Fresh Apricot Upside-Down Cake (based on this recipe in Gourmet Magazine)
For topping
1 stick (1/2 cup) unsalted butter
3/4 cup packed light brown sugar
10 or 11 small (2- to 2 1/4-inch) fresh apricots (1 1/4 lb), halved lengthwise and pitted

For cake
1 3/4 cups all-purpose flour
1 1/2 teaspoons baking powder
1/2 teaspoon baking soda
1/2 teaspoon salt
1 stick (1/2 cup) unsalted butter, softened
3/4 cup granulated sugar
1 1/2 teaspoons vanilla extract
1/4 teaspoon almond extract
2 large eggs at room temperature for 30 minutes
3/4 cup well-shaken buttermilk

Fresh cream, to serve.

Preheat oven to 375°F.

Make topping:
Heat butter in saucepan over moderate heat until foam subsides. Reduce heat to low and sprinkle brown sugar evenly over butter, then cook, undisturbed, 3 minutes (not all of sugar will be melted). Pour brown sugar mixture into a 8x8 baking pan and arrange apricot halves, cut sides down, close together on top of brown sugar.

Make cake batter:
Sift together flour, baking powder and soda, and salt into a small bowl.

Beat together butter, sugar, and extracts in a large bowl with an electric mixer at medium speed until pale and fluffy, 2 to 3 minutes in a standing mixer or 3 to 4 minutes with a handheld. Beat in eggs 1 at a time, then beat until mixture is creamy and doubled in volume, 2 to 3 minutes.

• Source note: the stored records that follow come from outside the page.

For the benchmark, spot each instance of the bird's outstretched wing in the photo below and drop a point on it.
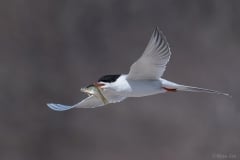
(89, 102)
(152, 64)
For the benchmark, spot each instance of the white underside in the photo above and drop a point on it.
(124, 88)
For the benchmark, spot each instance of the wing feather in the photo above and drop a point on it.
(152, 63)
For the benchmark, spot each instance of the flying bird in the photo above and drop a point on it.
(143, 79)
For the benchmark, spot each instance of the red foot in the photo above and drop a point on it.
(170, 89)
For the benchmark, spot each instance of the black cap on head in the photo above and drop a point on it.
(109, 78)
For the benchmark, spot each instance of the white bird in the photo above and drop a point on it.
(143, 79)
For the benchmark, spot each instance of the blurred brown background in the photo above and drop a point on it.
(50, 49)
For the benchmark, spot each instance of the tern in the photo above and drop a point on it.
(143, 79)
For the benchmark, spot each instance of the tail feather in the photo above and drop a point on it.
(197, 89)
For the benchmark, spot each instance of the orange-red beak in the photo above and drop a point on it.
(99, 84)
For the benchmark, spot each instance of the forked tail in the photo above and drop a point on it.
(197, 89)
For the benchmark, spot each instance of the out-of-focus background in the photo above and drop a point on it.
(50, 49)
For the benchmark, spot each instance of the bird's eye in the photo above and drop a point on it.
(99, 84)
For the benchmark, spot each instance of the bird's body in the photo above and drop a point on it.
(143, 79)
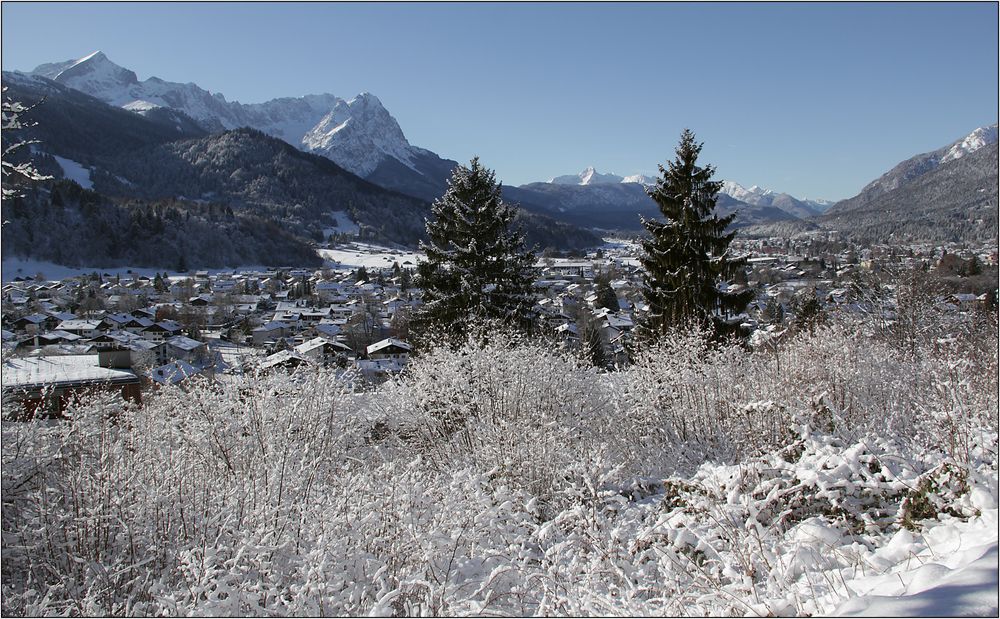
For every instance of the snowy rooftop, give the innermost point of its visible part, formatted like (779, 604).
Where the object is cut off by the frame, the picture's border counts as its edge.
(60, 370)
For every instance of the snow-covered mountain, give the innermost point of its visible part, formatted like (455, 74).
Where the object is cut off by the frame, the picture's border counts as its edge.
(591, 176)
(760, 196)
(358, 134)
(907, 171)
(983, 136)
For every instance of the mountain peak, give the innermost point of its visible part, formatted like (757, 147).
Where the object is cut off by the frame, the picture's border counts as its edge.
(366, 98)
(589, 176)
(90, 73)
(983, 136)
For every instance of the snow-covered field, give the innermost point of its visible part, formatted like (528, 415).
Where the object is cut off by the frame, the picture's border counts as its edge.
(354, 255)
(27, 268)
(350, 256)
(856, 476)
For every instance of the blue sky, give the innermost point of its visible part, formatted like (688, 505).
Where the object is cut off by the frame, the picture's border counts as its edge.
(812, 99)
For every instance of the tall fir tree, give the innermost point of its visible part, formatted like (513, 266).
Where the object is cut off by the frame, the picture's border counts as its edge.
(687, 256)
(476, 267)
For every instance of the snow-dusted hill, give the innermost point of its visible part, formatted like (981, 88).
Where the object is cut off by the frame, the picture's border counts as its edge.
(591, 176)
(908, 171)
(358, 134)
(759, 196)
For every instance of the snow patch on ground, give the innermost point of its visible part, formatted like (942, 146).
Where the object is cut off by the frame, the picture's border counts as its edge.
(75, 172)
(933, 590)
(344, 224)
(354, 255)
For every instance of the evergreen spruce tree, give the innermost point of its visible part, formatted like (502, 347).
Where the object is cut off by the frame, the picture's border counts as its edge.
(687, 256)
(476, 267)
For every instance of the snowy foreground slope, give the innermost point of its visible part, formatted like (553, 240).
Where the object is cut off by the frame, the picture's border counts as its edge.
(852, 470)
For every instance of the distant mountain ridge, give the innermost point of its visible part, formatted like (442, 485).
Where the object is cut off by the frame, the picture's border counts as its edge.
(358, 134)
(916, 166)
(949, 194)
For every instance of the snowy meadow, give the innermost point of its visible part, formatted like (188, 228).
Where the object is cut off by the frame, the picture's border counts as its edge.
(821, 472)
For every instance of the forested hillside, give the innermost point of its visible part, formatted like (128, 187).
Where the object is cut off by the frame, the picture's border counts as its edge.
(65, 224)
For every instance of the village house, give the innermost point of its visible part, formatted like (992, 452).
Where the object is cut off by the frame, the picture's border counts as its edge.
(45, 385)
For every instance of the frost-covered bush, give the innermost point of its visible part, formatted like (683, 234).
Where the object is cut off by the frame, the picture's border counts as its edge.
(523, 412)
(507, 477)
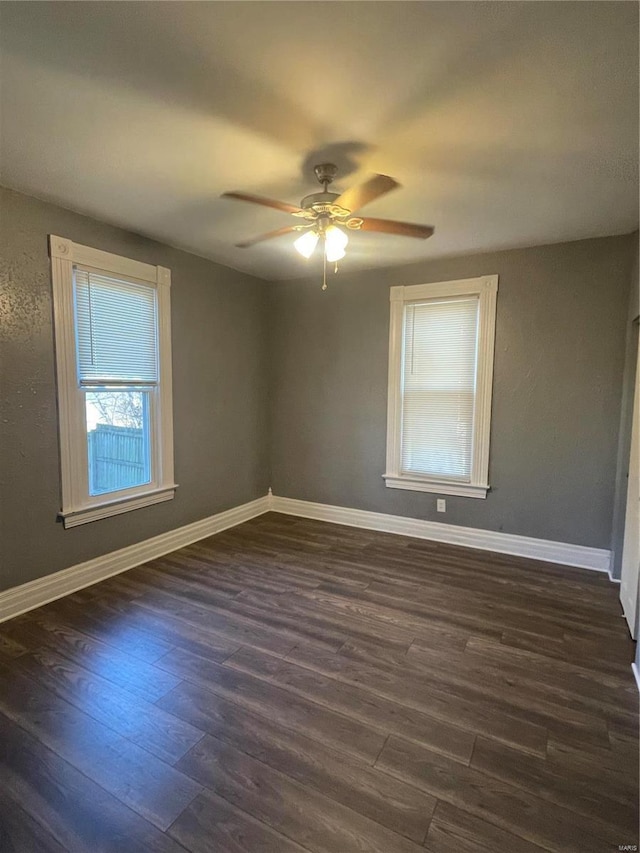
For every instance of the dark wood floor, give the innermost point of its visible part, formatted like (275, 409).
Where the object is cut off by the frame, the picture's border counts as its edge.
(291, 685)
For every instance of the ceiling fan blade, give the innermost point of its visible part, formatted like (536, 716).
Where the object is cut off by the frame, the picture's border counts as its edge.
(356, 197)
(391, 226)
(268, 236)
(267, 202)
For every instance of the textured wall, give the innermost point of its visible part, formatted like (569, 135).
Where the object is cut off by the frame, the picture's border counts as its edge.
(559, 360)
(219, 382)
(626, 418)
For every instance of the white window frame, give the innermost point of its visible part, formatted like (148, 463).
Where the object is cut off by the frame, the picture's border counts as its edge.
(486, 289)
(78, 507)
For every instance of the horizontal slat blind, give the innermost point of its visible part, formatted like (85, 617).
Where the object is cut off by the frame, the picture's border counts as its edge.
(116, 326)
(438, 389)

Reduce speed to low and add flour mixture in 3 batches alternately with buttermilk, beginning and ending with flour mixture, and beat just until combined.

Gently spoon batter over apricots and spread evenly.

Bake cake:
Bake cake in middle of oven until golden brown and a wooden pick inserted in center comes out clean, 40 to 45 minutes.

Wearing oven mitts, immediately invert a large plate over baking pan and, keeping plate and pan firmly pressed together, invert cake onto plate. Carefully lift pan off cake and, if necessary, replace any fruit that is stuck to bottom of skillet. Serve warm with a drizzle of fresh cream.


  1. When my daughter was born my mother gave us this advice: "You can't make them eat and you can't make them sleep. You CAN put healthy food in front of them and you CAN make them go to their room."

    My wife and I struggled with the food thing quite a bit too. Our European friends would laugh at us. Apparently, their theory was kind of like my mom's. They put whatever they were eating in front of their kids. When I asked, "What do you do if they won't eat it," they answered, "They'll eat when they're hungry enough." I never tried the technique myself, but it certainly has its appeal on a purely intellectual level.

    The other thing I noticed about European restaurants is that they very rarely have "kid's menus." You just order half portions.

    I like reading your posts. Thanks.

  2. You just made me go eat some fruit - I ALWAYS save it for Logan unless we buy a flat of berries and then I dive right in before it all goes bad - so I just need to buy copious amounts - thanks Kristi!